The tax book I referenced in my original post advises to apply for an EIN even if you plan to be a sole proprietor (with no intention of employing anyone) to guard against being considered a hobbyist by the IRS, as well as having a business plan in place for the same reason. This didn't seem to work for a couple of prior posters, so I'm curious as to the validity of this?
One of the things I've found frustrating is the lack of information I've found on small businesses owned by people who also have income from full-time jobs. Both my husband and I have careers which we enjoy and have no intention of leaving anytime soon. I make everything, but I work weekends; and my husband (who works M-F) is familar with all my products and is willing to set up shop at weekend events I would like to participate in...so it's a good fit for us. 
But I can't find any tax info for our situation.
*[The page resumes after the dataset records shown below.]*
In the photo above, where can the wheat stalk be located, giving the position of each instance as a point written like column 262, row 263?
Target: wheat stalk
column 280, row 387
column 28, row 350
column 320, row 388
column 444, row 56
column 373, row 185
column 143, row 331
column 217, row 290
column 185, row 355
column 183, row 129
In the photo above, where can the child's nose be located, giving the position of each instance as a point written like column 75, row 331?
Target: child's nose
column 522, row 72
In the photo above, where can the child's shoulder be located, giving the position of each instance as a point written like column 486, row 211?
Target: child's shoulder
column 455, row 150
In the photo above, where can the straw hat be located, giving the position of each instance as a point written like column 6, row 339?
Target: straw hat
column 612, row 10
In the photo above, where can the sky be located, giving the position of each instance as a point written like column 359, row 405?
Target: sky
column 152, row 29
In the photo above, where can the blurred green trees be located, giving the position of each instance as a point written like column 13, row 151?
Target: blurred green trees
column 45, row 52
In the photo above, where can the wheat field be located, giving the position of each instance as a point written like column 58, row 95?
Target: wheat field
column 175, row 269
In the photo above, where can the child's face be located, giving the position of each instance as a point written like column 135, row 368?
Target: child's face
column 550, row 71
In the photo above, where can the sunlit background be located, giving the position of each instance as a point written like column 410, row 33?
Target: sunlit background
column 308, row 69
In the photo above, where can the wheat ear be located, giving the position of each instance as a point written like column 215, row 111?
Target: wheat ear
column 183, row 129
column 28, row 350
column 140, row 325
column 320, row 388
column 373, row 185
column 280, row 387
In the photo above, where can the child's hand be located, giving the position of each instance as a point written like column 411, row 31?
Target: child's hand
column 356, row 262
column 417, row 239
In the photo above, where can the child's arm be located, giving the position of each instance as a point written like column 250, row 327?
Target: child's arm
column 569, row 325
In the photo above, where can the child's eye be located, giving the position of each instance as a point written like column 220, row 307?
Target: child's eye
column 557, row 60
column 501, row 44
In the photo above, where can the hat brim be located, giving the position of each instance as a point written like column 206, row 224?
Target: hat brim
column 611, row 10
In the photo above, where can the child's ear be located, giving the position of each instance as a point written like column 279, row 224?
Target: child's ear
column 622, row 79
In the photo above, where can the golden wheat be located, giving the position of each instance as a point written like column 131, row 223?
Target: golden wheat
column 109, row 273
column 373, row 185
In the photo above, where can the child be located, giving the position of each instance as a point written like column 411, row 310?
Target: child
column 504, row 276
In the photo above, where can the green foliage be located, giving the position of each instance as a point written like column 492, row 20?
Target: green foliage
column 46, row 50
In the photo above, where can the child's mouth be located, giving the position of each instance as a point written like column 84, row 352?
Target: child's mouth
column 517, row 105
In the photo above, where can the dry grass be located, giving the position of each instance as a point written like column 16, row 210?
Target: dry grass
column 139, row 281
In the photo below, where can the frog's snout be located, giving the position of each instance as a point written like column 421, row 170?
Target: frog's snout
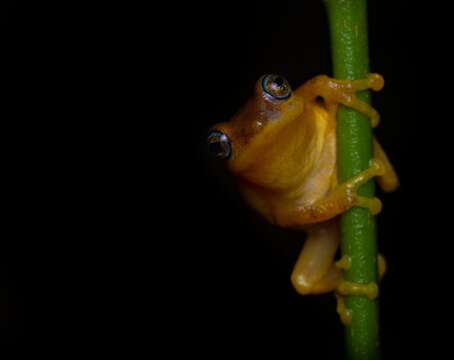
column 219, row 145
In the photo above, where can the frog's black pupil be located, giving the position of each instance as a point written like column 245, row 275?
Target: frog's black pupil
column 279, row 81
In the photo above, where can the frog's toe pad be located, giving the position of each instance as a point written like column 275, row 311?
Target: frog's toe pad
column 376, row 82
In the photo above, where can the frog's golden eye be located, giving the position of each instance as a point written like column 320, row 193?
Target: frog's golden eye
column 276, row 86
column 219, row 145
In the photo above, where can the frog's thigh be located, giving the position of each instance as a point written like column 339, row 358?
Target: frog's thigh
column 389, row 181
column 314, row 271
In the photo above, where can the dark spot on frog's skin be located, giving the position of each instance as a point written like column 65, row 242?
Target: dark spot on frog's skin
column 279, row 81
column 215, row 148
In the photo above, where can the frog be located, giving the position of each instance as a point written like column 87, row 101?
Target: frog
column 281, row 148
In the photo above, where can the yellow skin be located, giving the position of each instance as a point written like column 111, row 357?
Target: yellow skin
column 283, row 153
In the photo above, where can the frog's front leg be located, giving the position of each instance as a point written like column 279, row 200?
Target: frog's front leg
column 343, row 92
column 342, row 198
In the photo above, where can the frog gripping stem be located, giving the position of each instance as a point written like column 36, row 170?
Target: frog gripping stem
column 349, row 45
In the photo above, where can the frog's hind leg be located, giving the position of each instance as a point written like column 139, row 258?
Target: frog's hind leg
column 314, row 272
column 317, row 272
column 343, row 92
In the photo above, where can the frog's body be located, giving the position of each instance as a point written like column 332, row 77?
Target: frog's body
column 282, row 149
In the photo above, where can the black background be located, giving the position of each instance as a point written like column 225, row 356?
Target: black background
column 122, row 235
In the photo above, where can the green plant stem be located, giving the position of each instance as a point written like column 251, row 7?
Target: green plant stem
column 348, row 27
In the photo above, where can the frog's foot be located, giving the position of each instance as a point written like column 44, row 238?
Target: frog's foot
column 345, row 288
column 347, row 192
column 344, row 92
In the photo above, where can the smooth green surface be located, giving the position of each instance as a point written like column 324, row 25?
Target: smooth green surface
column 348, row 27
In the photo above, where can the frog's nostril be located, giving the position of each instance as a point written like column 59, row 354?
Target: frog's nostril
column 219, row 145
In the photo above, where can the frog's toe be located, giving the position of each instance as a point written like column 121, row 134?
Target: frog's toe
column 376, row 82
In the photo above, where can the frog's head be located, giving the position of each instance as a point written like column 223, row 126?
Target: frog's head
column 258, row 139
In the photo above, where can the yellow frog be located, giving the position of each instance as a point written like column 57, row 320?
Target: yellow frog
column 281, row 146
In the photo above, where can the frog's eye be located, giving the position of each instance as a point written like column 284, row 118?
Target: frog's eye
column 219, row 145
column 276, row 86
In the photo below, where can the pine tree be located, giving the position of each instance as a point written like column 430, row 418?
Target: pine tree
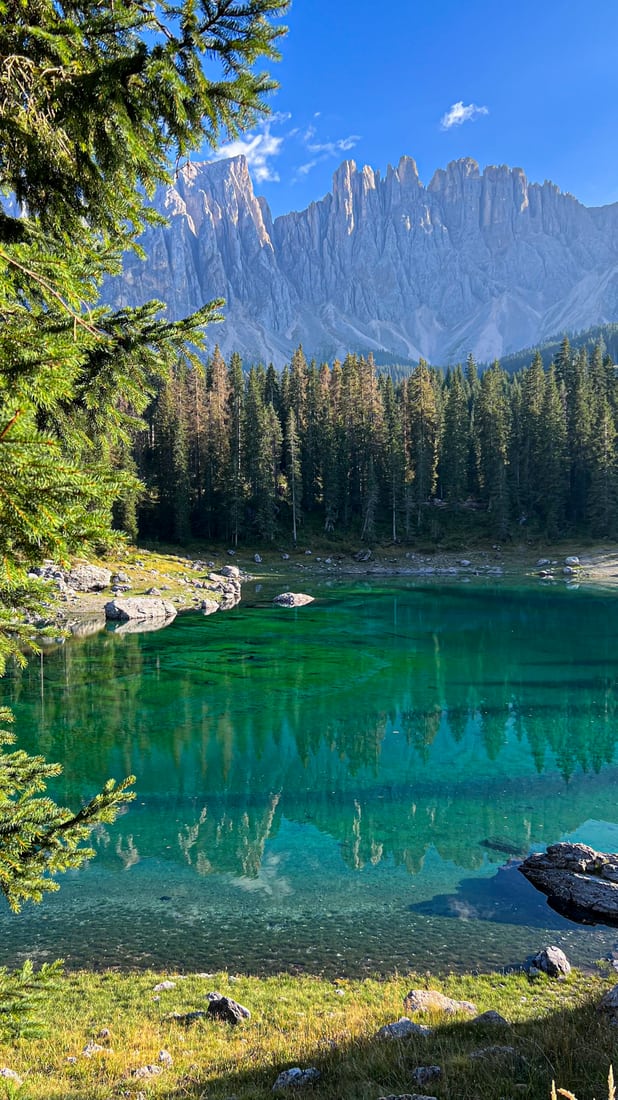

Will being employed full-time help/hurt us by in starting a small business?


----------



## SpiralTouch (Feb 22, 2013)

Reading through all of these replies has helped me a lot! 

I've seen some mention deducting 'losses'. I'm curious, can you claim losses with your business such as

   *a batch of soap turns out unusable - something went wrong in the batch. Can you claim the loss of the cost of those oils?

Another question - I need to buy a printer for labels. Can I write that off as a business expense if I have a business tax ID?


----------



## SpiralTouch (Feb 22, 2013)

Mune said:


> I can still sell at markets and shows and such, I just cannot use the business as a deduction on my taxes. I also, though, do not have an EIN so I cannot order from companies that want this. Some wholesale companies require an EIN, such as Azure Green, to purchase out of their wholesale catalogues and such. My only concern, and what I cannot seem to find out, is whether I will be penalized if I make a huge profit and am not collecting taxes.



Is it especially hard for you to sell though since you don't have the tax ID? I am trying to set up selling at a market here and you have to have a vendors license, and to get the license you have to have a EIN


----------